# LDA topic modeling using MLLib
Using some lyrics that I had downloaded from DarkLyrics.com, try to see what major themes are expressed in song lyrics.

Note that this is by song and not by album.

In [1]:
from pyspark.mllib.clustering import LDA, LDAModel
from pyspark.mllib.linalg import Vectors
from pyspark.ml.feature import Tokenizer, CountVectorizer, StopWordsRemover

In [2]:
from pyspark.sql import SparkSession
spark = SparkSession \
        .builder \
        .appName('Metal Lyrics LDA') \
        .getOrCreate()

Load the data into a `pyspark.sql` DataFrame.

1500 text files containing lyrics are in `data_test/`, randomly sampled from ~200,000.

In [3]:
from pyspark.sql.functions import monotonically_increasing_id as mid

documents = sc.wholeTextFiles('data_test/')
df = spark.createDataFrame(documents,['doc_name','doc_text'])

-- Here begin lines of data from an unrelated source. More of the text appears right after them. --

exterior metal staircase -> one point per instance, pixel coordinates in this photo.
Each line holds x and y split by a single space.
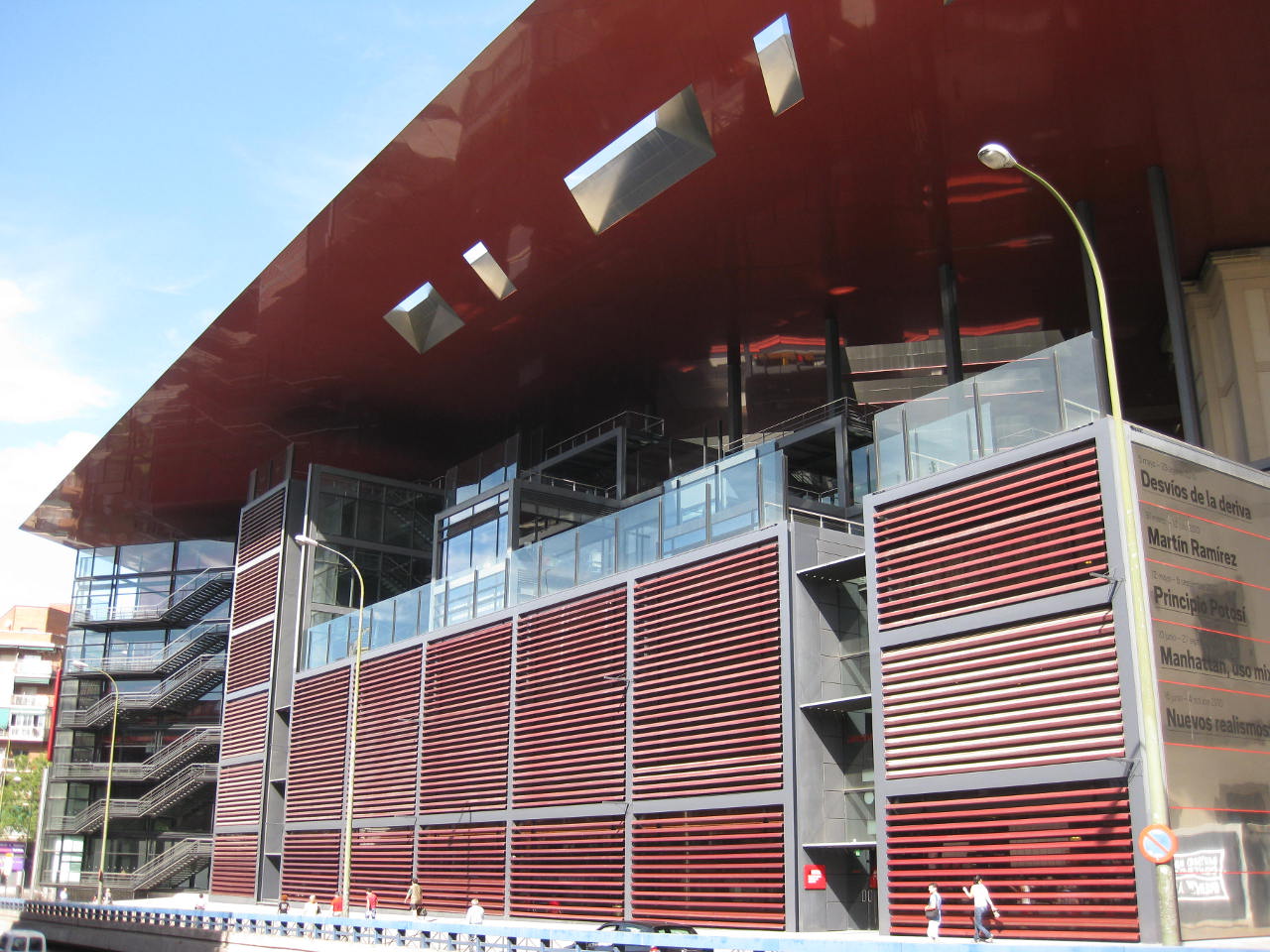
169 869
176 788
208 636
189 603
187 684
162 763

# This will return a new DF with all the columns + id
df = df.withColumn("id", mid())
tokenizer = Tokenizer(inputCol="doc_text", outputCol="words")
df = tokenizer.transform(df)

Since the lyrics are in many different languages, remove stop words from several languages. Unfortunately, this removes the word "die" from English as well as German lyrics. Otherwise though, the topics would roughly be arranged into languages.

Use `CountVectorizer` to do the word counting instead of the usual method of applying the standard parallelizable combinations of `.map` and `.reduceByKey()`.

In [4]:
stop_words = StopWordsRemover.loadDefaultStopWords('english')
stop_words += StopWordsRemover.loadDefaultStopWords('german')
stop_words += StopWordsRemover.loadDefaultStopWords('spanish')
stop_words += StopWordsRemover.loadDefaultStopWords('french')
stop_words += ["i'm",' ','','-',"don't","you're","i'll","can't","it'",
              "we'll","it's","ne ","i've","you'll","let","there's","oh"]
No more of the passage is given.